John Martin Galese of Galese & Moore, Birmingham, for respondents H.E. Holladay, Circuit Judge, and Jim Skinner Ford, Inc.

Walter J. Sears III and Sid J. Trant of Bradley, Arant, Rose & White, Birmingham, for respondent Ford Motor Co.

Stephen A. Rowe of Lange, Simpson, Robinson & Somerville, Birmingham, for respondent First Alabama Bank of Birmingham.

PER CURIAM.

Jack D. Warren and Juanita Warren petitioned this Court for a writ of mandamus directed to the Honorable H.E. Holladay of the Circuit Court for St. Clair County, Alabama. The writ is due to be granted.

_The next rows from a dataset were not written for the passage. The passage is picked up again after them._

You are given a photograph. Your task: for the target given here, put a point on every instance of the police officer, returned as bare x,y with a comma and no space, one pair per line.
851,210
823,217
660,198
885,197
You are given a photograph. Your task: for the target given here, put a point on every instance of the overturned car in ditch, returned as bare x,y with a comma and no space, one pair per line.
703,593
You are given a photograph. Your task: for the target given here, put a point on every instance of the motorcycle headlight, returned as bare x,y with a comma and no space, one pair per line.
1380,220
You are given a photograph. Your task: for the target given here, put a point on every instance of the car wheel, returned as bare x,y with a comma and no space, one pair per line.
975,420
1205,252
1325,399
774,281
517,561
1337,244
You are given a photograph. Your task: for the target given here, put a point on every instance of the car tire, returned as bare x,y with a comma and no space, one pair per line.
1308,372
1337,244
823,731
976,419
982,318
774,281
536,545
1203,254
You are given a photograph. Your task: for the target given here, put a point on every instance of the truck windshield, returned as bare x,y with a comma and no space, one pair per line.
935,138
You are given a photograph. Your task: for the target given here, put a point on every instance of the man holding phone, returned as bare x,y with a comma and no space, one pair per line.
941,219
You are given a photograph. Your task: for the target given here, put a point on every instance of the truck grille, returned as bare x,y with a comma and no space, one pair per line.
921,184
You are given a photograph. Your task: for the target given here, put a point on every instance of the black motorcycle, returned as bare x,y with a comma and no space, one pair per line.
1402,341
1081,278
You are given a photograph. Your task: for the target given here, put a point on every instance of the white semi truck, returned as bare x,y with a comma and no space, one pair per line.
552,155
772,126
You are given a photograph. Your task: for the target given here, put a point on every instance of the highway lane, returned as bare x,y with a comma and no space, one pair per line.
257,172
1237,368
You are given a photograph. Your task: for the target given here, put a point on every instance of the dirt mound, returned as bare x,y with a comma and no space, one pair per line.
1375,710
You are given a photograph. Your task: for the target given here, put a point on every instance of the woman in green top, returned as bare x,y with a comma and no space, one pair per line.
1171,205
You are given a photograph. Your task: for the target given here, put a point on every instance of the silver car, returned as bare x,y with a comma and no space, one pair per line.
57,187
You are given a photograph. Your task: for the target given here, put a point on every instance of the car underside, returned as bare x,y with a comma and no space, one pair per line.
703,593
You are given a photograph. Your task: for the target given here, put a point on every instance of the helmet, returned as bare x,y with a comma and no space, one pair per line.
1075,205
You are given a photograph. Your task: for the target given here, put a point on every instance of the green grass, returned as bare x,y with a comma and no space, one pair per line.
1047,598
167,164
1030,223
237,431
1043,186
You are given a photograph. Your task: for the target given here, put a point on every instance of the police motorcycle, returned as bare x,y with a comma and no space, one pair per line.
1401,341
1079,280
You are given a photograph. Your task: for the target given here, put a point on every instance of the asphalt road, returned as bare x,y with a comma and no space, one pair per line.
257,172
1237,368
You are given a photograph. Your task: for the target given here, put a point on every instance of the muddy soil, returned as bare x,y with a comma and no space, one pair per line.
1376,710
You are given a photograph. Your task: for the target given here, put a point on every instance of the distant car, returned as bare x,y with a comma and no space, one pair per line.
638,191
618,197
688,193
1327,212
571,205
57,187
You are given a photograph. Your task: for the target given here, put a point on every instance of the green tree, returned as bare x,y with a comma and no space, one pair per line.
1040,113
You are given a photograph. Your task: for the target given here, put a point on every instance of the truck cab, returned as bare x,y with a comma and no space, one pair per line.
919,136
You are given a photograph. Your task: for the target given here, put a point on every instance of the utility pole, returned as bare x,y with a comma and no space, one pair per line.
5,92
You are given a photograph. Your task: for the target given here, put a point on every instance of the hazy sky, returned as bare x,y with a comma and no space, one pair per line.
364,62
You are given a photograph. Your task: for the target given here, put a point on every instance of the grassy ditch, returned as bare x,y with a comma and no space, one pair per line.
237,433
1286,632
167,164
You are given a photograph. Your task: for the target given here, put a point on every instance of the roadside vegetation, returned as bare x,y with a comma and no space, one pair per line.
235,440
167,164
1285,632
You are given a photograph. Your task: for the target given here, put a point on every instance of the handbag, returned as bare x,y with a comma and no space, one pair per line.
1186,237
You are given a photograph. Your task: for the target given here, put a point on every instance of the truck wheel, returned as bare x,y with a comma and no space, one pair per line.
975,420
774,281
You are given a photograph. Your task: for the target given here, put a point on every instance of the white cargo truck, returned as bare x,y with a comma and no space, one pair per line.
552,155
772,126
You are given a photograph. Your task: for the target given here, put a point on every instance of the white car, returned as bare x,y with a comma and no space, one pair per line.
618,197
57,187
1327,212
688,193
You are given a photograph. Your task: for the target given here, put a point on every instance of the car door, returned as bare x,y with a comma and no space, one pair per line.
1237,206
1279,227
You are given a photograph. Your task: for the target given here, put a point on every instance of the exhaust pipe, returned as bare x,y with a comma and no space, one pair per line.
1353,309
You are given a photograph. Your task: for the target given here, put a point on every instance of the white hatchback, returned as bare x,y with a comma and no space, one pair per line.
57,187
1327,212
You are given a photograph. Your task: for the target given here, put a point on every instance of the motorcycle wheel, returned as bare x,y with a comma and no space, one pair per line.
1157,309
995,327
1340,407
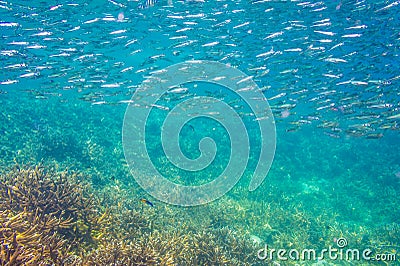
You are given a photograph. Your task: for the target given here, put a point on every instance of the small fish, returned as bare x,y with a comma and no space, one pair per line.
147,202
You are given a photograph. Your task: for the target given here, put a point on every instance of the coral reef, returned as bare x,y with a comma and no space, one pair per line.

On May 27, 1987, the Warrens, residents of St. Clair County, purchased a vehicle from Jim Skinner Ford, Inc. ("Jim Skinner"), a corporation organized in the State of Delaware and having its sole place of business in Jefferson County, Alabama. The sale of the vehicle was solicited, transacted, and executed wholly within the State of Alabama. The sales contract contained an arbitration clause, which is set out here verbatim:

"F. The undersigned purchaser and Jim Skinner Ford Inc. further agree as follows
"1. That the motor vehicle described in this sale document has been heretofore traveling in interstate commerce and has an impact upon interstate commerce.
"2. That in the event any dispute(s) under the terms of this contract of sale arise (including but not limited to the terms of the agreement, the condition of the motor vehicle sold, the conformity of the motor vehicle sold, to the contract, the representations, promises, undertakings or covenants made by Jim Skinner Ford, Inc., in connection with the sale of the motor vehicle, or otherwise dealing with the motor vehicle, any terms of financing in connection therewith, or any terms of any credit life and/or disability insurance purchased simultaneously herewith, or extended service or maintenance agreements), that Jim Skinner Ford Inc. and the purchaser agree to submit such dispute(s) to binding arbitration, pursuant to the provisions of 9 USC § 1, et seq. and according to the commercial rules of the American Arbitration *159 Association then existing in Birmingham, Alabama."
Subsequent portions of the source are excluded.